The future is EVs here in VT and globally. And, while incentives are still available, Governor Scott’s focus and funding on the EV transition can explore how to bring EV manufacturing capability to Vt as well.

Component parts and batteries demand will grow rapidly and smart, early investments in production and assembly will command capital, trained workforce and market expansion.

The 10 Northeast State Governors designing the Transportation and Climate Initiative represent 4 trillion dollars of gross domestic product. The close proximity of Vermont to those States makes it a player in the manufacturing sector. It will not be a Detroit but it can capture the brass ring sooner than its neighbors.

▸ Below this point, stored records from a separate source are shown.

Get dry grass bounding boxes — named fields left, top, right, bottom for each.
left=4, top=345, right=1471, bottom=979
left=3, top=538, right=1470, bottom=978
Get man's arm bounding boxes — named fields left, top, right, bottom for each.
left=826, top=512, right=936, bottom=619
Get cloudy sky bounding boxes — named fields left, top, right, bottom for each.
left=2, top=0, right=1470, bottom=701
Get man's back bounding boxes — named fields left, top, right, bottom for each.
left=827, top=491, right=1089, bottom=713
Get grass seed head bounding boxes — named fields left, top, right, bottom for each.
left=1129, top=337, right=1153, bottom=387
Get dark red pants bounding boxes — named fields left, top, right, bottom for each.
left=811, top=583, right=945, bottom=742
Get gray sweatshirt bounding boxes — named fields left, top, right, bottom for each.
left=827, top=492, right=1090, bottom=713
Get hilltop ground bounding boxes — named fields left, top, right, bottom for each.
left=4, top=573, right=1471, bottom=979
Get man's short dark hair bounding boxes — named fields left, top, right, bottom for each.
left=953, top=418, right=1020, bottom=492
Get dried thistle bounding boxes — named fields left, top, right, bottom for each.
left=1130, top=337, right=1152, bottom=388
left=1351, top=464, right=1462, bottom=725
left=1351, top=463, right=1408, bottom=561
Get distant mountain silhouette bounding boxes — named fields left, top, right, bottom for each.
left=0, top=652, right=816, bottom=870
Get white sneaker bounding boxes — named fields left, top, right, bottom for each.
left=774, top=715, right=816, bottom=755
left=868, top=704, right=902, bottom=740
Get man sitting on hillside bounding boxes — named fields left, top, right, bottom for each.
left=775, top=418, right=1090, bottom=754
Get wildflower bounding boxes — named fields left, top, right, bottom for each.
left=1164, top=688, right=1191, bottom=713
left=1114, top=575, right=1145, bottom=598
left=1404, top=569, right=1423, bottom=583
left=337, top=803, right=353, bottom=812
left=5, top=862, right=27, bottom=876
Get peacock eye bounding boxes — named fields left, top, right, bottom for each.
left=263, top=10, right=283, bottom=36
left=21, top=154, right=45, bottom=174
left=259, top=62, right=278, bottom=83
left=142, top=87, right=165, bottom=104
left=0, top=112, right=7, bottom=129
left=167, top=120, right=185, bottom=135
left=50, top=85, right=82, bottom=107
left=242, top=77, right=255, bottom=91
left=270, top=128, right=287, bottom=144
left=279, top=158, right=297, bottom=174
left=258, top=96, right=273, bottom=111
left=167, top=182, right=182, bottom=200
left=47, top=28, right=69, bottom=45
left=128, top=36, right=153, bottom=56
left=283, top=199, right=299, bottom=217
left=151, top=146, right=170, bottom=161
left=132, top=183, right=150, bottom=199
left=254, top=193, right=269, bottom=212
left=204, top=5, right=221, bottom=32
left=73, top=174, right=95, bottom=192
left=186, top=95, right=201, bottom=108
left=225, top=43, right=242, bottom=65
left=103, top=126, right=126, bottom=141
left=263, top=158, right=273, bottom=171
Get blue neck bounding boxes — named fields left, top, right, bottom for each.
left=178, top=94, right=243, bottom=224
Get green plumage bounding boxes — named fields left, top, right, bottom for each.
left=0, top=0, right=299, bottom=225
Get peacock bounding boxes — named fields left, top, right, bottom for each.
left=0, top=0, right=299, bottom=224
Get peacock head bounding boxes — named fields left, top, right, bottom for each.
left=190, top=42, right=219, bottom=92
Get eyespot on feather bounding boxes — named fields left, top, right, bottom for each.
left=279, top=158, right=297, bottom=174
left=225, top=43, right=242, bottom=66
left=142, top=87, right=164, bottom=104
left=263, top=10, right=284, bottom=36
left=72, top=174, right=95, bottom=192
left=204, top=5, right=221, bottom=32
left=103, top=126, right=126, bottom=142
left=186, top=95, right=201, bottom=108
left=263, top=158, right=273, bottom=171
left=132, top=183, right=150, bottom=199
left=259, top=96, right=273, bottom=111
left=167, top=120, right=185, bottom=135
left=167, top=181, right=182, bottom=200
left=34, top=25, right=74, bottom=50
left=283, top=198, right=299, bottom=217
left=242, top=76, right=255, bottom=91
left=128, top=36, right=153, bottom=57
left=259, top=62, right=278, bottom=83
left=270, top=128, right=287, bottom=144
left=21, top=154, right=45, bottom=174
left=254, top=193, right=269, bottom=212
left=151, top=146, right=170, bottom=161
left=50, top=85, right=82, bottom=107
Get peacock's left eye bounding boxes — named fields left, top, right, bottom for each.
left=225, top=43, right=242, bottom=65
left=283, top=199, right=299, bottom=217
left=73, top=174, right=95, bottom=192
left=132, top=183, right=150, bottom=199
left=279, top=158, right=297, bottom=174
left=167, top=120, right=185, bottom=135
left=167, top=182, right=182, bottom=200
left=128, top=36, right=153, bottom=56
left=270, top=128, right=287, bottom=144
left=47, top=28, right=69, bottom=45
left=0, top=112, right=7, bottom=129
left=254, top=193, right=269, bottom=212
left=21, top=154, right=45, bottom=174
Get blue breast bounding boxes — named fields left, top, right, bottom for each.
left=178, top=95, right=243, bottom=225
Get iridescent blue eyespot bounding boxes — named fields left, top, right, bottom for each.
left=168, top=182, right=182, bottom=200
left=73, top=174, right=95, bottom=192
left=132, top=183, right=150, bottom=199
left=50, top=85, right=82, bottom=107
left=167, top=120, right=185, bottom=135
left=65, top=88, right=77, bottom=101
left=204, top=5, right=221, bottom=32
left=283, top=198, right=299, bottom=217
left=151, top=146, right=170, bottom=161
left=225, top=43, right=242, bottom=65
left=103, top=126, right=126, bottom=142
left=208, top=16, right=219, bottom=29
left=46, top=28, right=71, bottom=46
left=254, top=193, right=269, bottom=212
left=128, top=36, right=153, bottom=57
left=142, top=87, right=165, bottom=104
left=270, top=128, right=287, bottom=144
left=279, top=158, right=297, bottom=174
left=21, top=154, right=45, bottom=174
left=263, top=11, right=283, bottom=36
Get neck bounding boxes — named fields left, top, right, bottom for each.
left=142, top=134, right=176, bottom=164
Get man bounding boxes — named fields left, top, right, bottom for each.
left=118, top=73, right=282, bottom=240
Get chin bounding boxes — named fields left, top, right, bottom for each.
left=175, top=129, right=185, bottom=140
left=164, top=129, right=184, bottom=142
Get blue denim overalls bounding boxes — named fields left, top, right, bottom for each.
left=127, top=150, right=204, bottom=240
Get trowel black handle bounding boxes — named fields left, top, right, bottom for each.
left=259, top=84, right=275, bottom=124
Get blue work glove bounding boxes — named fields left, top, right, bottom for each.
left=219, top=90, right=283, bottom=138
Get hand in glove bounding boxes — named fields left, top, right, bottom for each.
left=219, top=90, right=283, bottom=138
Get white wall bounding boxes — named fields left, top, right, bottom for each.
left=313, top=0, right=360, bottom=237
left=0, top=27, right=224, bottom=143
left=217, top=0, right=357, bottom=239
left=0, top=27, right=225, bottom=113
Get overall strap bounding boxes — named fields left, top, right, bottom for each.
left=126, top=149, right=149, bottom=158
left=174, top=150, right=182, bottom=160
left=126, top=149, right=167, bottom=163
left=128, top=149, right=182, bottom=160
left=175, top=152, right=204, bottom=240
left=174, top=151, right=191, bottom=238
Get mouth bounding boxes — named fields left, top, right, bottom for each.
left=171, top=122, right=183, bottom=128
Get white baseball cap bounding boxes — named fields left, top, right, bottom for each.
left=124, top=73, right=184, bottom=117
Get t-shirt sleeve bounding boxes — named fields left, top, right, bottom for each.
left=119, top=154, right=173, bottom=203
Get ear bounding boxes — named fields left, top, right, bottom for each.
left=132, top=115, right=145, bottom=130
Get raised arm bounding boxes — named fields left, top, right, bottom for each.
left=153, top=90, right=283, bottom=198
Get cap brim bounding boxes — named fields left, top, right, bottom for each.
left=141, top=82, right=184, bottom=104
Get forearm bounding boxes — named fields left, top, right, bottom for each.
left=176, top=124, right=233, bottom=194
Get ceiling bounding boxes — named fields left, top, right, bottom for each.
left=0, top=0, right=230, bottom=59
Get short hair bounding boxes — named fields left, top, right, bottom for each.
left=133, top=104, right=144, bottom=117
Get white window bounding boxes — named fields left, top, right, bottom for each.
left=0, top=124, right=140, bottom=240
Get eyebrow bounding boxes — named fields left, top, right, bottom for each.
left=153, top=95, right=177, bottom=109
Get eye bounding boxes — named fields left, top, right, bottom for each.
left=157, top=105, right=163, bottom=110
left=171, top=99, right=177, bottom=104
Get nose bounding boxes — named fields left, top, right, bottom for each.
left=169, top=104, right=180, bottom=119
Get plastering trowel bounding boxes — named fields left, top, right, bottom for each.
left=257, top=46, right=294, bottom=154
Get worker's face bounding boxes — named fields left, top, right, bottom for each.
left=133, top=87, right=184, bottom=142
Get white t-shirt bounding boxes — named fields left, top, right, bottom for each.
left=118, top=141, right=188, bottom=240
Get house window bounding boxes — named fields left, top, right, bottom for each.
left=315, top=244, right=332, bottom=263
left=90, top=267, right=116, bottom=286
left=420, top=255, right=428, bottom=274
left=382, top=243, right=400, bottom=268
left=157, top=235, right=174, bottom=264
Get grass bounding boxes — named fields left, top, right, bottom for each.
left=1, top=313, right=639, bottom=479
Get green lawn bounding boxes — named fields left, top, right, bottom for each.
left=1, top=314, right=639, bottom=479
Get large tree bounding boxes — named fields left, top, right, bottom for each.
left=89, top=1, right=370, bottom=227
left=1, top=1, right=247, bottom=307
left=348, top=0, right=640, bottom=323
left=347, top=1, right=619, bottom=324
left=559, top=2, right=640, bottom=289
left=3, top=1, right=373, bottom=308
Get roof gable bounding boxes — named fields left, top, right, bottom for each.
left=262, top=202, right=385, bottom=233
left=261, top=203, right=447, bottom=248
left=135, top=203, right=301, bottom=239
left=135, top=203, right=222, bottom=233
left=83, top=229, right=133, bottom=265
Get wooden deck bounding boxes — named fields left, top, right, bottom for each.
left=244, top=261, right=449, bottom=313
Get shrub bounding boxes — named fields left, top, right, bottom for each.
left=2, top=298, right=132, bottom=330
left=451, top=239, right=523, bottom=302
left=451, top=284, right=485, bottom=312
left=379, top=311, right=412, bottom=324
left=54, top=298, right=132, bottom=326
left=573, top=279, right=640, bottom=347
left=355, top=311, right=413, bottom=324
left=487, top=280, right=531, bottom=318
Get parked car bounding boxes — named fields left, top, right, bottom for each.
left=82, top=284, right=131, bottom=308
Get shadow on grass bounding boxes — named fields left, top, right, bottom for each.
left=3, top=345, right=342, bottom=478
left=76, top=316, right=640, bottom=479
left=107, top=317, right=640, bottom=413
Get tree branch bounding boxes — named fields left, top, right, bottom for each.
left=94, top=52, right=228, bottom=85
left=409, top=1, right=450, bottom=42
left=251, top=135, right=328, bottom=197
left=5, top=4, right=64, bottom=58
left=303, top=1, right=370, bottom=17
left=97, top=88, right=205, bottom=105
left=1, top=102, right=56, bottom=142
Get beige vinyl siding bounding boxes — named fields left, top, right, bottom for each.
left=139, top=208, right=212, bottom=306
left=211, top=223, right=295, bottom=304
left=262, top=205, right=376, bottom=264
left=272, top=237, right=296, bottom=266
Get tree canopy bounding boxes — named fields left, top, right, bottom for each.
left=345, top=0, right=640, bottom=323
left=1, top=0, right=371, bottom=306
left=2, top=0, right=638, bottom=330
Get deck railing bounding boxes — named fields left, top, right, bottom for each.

AFL-CIO should lead this idea and work with Governor Scott to recruit capital and industry to look at VT as a centrally located site to feed the Northeast market and rely upon renewable energy to power the assembly lines.

Thaddeus Cline

The average fuel mileage of a vehicle in the United States is 24.7
A mode T got 21.
Average payback , that is return on investment of Electric Vehicles is 5-6 years . The average car lasts over 11 years here in America.
And let’s not forget the time it takes from your life just to get maintenance done on your car.
Work productivity will go up with the use of EV’s
The technology of getting the ingredients to make electric batteries is getting better and more ecologically safe.
As is recycling of Batterys p. In Japan they use old electric car batteries to power street lamps .
For many years now there have been plans to put excess power from car batteries back onto the grid . Some people in fact do that . One person I herd about here in Vt. Is using his old electric car to put power back on the grid .
When we do that it lowers power electric companies have to buy that’s more expensive and pollutes more .
The list will continue.

Mia Kro

Before you tout the electric car, read this article:

There are too many monkeys on this planet for each one to have a personal, high-speed transportation device and unfettered access to the thermostat.

Sandy J Rhodes

All the savings on EV maintenance and not buying gas. Recharging doesn’t come free. And it will be more expensive in the winter when batteries lose capacity. Then wait until you have to put in a new set of batteries. No one ever talks about that because it is expensive and may offset all those saving so often cited. EV’s are inevitable but they won’t be the savior of VT. And they won’t clean up VT’s air quality since there is no way of preventing the rest of the world’s pollution from entering it’s borders.

Robert Gifford

News flash Co2 is not the only problem. 50% of the warming effect the earth is seeing is not from C02. Its from CFC, HFC, methane and a bunch of other things that have not a lot to do with burning fossil fuel. These are GHG’s that can in some cases be 100,000 times worse then C02. EV cars are great but they are only working on half the problem. This means that the economic numbers are only about 50% of the problem. The kicker is that all the activists dont even mention the other problem which is just as important. Look at all the press. How often do you hear about all the AC units in China and India (the USA doesn’t use HFC gases).
We could be cleaner but EV cars dont address half the problem. The full story is always better.

Arthur Hendrickson

The six hundred dollars a year savings that electric vehicle owners currently enjoy can easily be explained and it will come to an end. When they start having to pay their fair share of maintaining the highways presently paid for at the gas pumps.. Common sense says there will be a time that EV owners will have to chip in and through some sort of taxation.

David C. Austin

Breathless enthusiasm for Electric Vehicles should be tempered by an understanding of the negative environmental impacts created as a result of the materials used to manufacture the batteries they rely on. The absence of this suggests either naïveté or disingenuousness. Or a level of comfort with the notion of “out of sight, out of mind”.EV’s will not save the world. Technology largely created the environmental problems the world is facing, it won’t solve them. True change requires sacrifice and a commitment to real personal responsibility for how one treads upon the Earth.